The policy issued to Mondelez International, had the following relevant exclusions:
1. B) This policy excludes loss or damage directly or indirectly caused by or resulting from any of the following, regardless of any other cause or event, whether or not insured under this Policy, contributing concurrently or in any other sequence to the loss:
2) a hostile or warlike action in time of peace or war, including action in hindering, combating or defending against an actual, impending or expected attack by any:
(i) government or sovereign power (de jure or de facto)
(ii) military, naval, or air force; or
(iii) agent or authority of any party specified in i) or ii) above.
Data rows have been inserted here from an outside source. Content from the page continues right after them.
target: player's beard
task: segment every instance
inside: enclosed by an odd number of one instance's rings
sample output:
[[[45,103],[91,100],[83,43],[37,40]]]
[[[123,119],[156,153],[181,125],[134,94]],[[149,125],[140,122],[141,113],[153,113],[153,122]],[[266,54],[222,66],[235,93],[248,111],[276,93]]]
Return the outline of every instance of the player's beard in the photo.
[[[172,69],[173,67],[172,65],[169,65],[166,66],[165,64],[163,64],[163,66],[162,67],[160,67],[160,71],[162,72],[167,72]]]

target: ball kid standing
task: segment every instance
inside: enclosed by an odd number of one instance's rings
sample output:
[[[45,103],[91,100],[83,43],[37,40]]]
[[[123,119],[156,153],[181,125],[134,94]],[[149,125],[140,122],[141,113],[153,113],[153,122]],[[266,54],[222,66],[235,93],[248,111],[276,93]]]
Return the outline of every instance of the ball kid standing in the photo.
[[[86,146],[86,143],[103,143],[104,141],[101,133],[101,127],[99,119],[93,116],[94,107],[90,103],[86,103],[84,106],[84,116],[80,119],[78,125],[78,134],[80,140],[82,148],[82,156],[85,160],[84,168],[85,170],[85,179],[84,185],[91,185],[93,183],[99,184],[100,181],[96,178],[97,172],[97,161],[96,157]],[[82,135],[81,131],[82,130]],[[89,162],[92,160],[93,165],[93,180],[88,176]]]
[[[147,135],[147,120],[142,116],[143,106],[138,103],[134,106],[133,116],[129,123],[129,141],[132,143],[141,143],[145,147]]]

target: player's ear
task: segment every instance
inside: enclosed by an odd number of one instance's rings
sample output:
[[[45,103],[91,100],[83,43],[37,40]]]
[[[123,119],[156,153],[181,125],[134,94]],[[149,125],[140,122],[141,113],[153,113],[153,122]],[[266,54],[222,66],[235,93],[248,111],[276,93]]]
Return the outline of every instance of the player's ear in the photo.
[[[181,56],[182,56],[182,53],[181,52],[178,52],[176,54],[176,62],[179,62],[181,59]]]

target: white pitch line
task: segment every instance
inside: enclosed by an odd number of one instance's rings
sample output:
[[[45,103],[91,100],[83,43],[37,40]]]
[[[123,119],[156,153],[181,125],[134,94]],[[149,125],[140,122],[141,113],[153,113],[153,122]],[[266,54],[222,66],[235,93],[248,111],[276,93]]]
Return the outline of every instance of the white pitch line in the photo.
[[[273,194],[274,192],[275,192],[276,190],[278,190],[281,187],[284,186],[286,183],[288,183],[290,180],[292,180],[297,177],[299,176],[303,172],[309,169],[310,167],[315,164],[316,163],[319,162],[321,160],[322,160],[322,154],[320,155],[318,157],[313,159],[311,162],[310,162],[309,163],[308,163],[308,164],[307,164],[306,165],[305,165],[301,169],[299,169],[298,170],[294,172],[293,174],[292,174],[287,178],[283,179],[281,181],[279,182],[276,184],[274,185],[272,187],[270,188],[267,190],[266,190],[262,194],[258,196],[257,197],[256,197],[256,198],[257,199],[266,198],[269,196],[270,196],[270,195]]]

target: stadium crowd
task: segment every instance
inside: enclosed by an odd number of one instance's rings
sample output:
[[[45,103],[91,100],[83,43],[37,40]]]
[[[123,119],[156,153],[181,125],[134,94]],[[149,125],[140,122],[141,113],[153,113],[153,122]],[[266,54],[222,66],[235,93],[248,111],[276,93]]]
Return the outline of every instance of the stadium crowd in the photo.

The question of coverage is now the subject of litigation in Cook County, Illinois. Will the court agree that this was an attack from an agent of the Russian military, and hence was an act of war, or will they consider the attribution is too ambiguous?
A great deal hangs on the outcome of this case (and the inevitable appeal of the outcome). Will new political cyber risk coverages be required? Will it discourage companies believing they can sustain “silent” cyber coverage within the terms of a property policy?
Like NotPetya, the costliest future cyberattacks are likely to be state sponsored. These will only remain an insurable risk if the losses do not rise too high. In the aftermath of a cyber loss equivalent to 9/11, the insurance industry would cancel coverages and demand government-backed reinsurance – just like 2001. Would the security forces have to publicly identify the originators of each significant attack to determine whether the instigator had the “attributes of sovereignty”? Is Russia chastened or inspired by what happened with NotPetya?
What would Cuthbert Heath have done if he was underwriting in 2019? Calculate the risk cost and judiciously write the business as if this was 1915? Or have we already reached the equivalent of the 1937 universal war exclusions?